The MPs through the committee’s chairperson Paul Koinange (Kiambaa) said that Thailand has best practices for the sector.
Koinange said the level of sanity among Thailand motorcycle riders is to be admired compared to Kenya where the situation is spiraling out of control especially now that more bodaboda’s are being registered.
“My committee is planning to travel to Thailand to also learn more, benchmark about boda boda because places like Thailand they have more motorbikes,” Koinange said.
Thailand has more motorcycles than cars operating as taxis. This is why the Kenyan Parliament settled on it to learn in the best practices with the hope of duplicating the same in Kenya.
In the last couple of years, the boda boda sector has grown threefold with 1.6 million licenses being issued in 2019.
However, chaos and criminal activities have dented this sector with a dozen criminal heists being executed by these robbers on bodaboda.
The government has warned that the bodaboda sector is headed in the wrong direction with reports of gangs and other outlawed groups operating in this sector.
There are now calls for implement a policy governing this sector that has created employment by a big way and eased transport both in the urban and rural areas.

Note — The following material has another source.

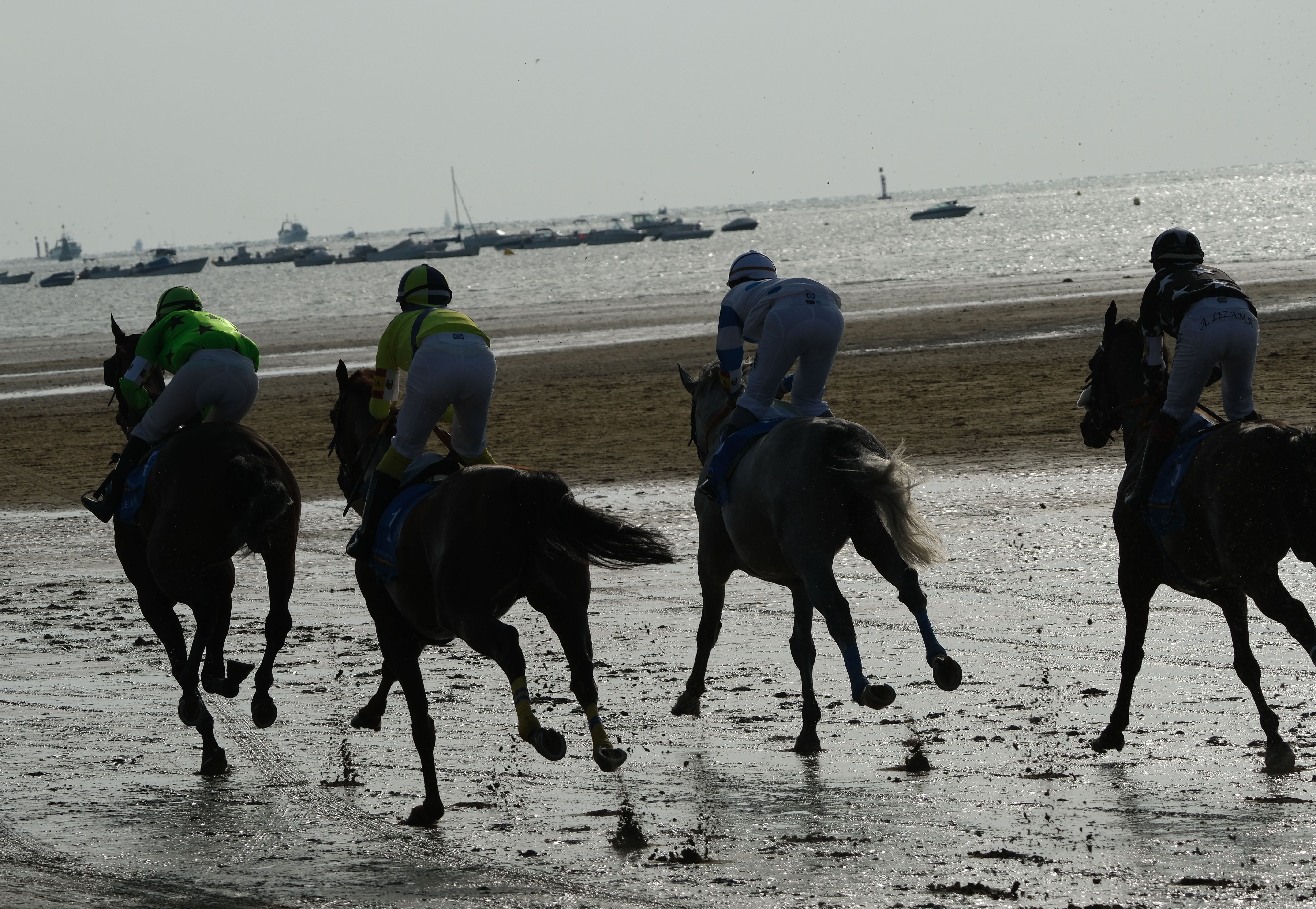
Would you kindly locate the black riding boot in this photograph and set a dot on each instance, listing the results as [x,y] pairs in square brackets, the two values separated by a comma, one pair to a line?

President Uhuru Kenyatta in 2020 hailed the sector saying it has helped grow the Kenyan economy as it grows to become a multi-billion transport sector.
There are about 5.2 million Kenyans who depend on the bodaboda sector.
A while back though, the Inspector General of Police Hilary Mutyambai put on notice rogue bodaboda operators for roughing up other motorists whenever an accident involving one of them happens.
There are numerous cases of bodaboda operators setting cars on fire and beating drivers to death in the event an accident touching one of their own happens.
Mutyambai said this is a criminal trend that must be stopped before more motorists fall victim to the rogue operators.